Monday, April 4, 2022

The American political and social divide is deepening

It looks like what we are experiencing socially and politically is a new normal that will persist for a long time, maybe many decades. What is happening is deep mindset drift in two apparently opposite directions. Two different realities, identities and, in view of the deceit and false beliefs that accompany the radical right mindset, alleged moralities are emerging and crystallizing.



The New York Times writes on more evidence of what appears to be a growing, probably irreparable mindset split:
After the governor of Texas ordered state agencies to investigate parents for child abuse if they provide certain medical treatments to their transgender children, California lawmakers proposed a law making the state a refuge for transgender youths and their families.

When Idaho proposed a ban on abortions that empowers relatives to sue anyone who helps terminate a pregnancy after six weeks, nearby Oregon approved $15 million to help cover the abortion expenses of patients from out-of-state.

As Republican activists aggressively pursue conservative social policies in state legislatures across the country, liberal states are taking defensive actions. Spurred by a U.S. Supreme Court that is expected to soon upend an array of longstanding rights, including the constitutional right to abortion, left-leaning lawmakers from Washington to Vermont have begun to expand access to abortion, bolster voting rights and denounce laws in conservative states targeting L.G.B.T.Q. minors.

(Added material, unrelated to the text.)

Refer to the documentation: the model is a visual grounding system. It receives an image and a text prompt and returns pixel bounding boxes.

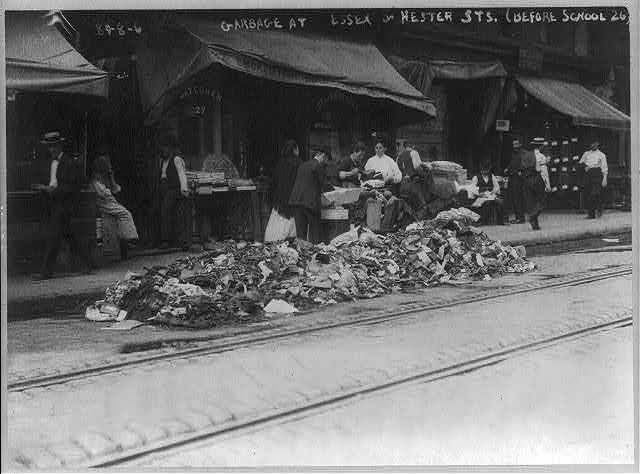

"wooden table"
[191,186,263,242]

The flurry of action, particularly in the West, is intensifying already marked differences between life in liberal- and conservative-led parts of the country. And it’s a sign of the consequences when state governments are controlled increasingly by single parties. Control of legislative chambers is split between parties now in two states — Minnesota and Virginia — compared with 15 states 30 years ago.

“We’re further and further polarizing and fragmenting, so that blue states and red states are becoming not only a little different but radically different,” said Jon Michaels, a law professor who studies government at the University of California, Los Angeles.

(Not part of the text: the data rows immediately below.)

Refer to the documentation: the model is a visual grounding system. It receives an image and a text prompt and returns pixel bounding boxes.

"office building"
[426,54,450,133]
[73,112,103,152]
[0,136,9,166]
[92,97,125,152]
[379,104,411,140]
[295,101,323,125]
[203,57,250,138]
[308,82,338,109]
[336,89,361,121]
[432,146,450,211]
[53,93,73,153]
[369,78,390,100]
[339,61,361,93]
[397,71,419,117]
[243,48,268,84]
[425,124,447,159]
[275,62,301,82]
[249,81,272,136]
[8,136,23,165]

Americans have been sorting into opposing partisan camps for at least a generation, choosing more and more to live among like-minded neighbors, while legislatures, through gerrymandering, are reinforcing their states’ political identities by solidifying one-party rule.

“As states become more red or blue, it’s politically easier for them to pass legislation,” said Ryan D. Enos, a Harvard political scientist who studies partisan segregation. “Does that create a feedback loop where more sorting happens? That’s the part we don’t know yet.”

With some 30 legislatures in Republican hands, conservative lawmakers, working in many cases with shared legislative language, have begun to enact a tsunami of restrictions that for years were blocked by Democrats and moderate Republicans at the federal level. A recent wave of anti-abortion bills, for instance, has been the largest since the landmark 1973 decision in Roe v. Wade.   
Similar moves have recently been aimed at L.G.B.T.Q. protections and voting rights. In Florida and Texas, teams of “election police” have been created to crack down on the rare crime of voter fraud, fallout from former President Donald J. Trump’s specious claims after he lost the 2020 presidential election.  
Carrying concealed guns without a permit is now legal in nearly half of the country. “Bounty” laws — enforced not by governments, which can be sued in federal court, but by rewards to private citizens for filing lawsuits — have proliferated on issues from classroom speech to vaccination since the U.S. Supreme Court declined to strike down the legal tactic in Texas.
From what I can tell, as long as the radical right rank and file remain in the thrall of the propaganda, lies and slanders the elites have trapped them in, nothing is going to change for the better. Loss of liberty, respect for truth and democracy will all be cynically painted as victories for liberty, respect for truth and democracy. All of it is dark free speech, so there is nothing that can or will be done to stop the neo-fascist poison from continuing to flow and gain strength.

Most of the business community has slipped quietly back into line with the Republican Party and is now on the side of American fascism. That is the case despite big corporation propaganda asserting otherwise. The press looks to be too weak, inept and subverted by the profit motive to make much difference any more. Voters are the last line of defense, and as polling seems to indicate, they are more on the side to the neo-fascists than the democrats. Inflation is too Biden's fault, Biden is too sleepy and demented, etc., is what just might dismantle what's left of democracy, the rule of law and the civil liberties we enjoy now.

My personal assessment: ~80% of the blame goes to the Republican Party, laissez-faire capitalism, Christian nationalism and their endless cataclysm of lies, deceit, irrational emotional manipulation and vicious motivated reasoning. The other ~20% goes to everything and everyone else.


Question: Is it irrational or otherwise unreasonable to assign a ~80:20 responsibility split, e.g., because the Republican Party and conservatives are patriots and truth tellers who stand for democracy, truth, the rule of law and civil liberties, not the lying, thieving, tyrannical, socialist, communist, fascist, deep state, red flag, White people and free speech canceling, Christianity-outlawing Democrats and liberals?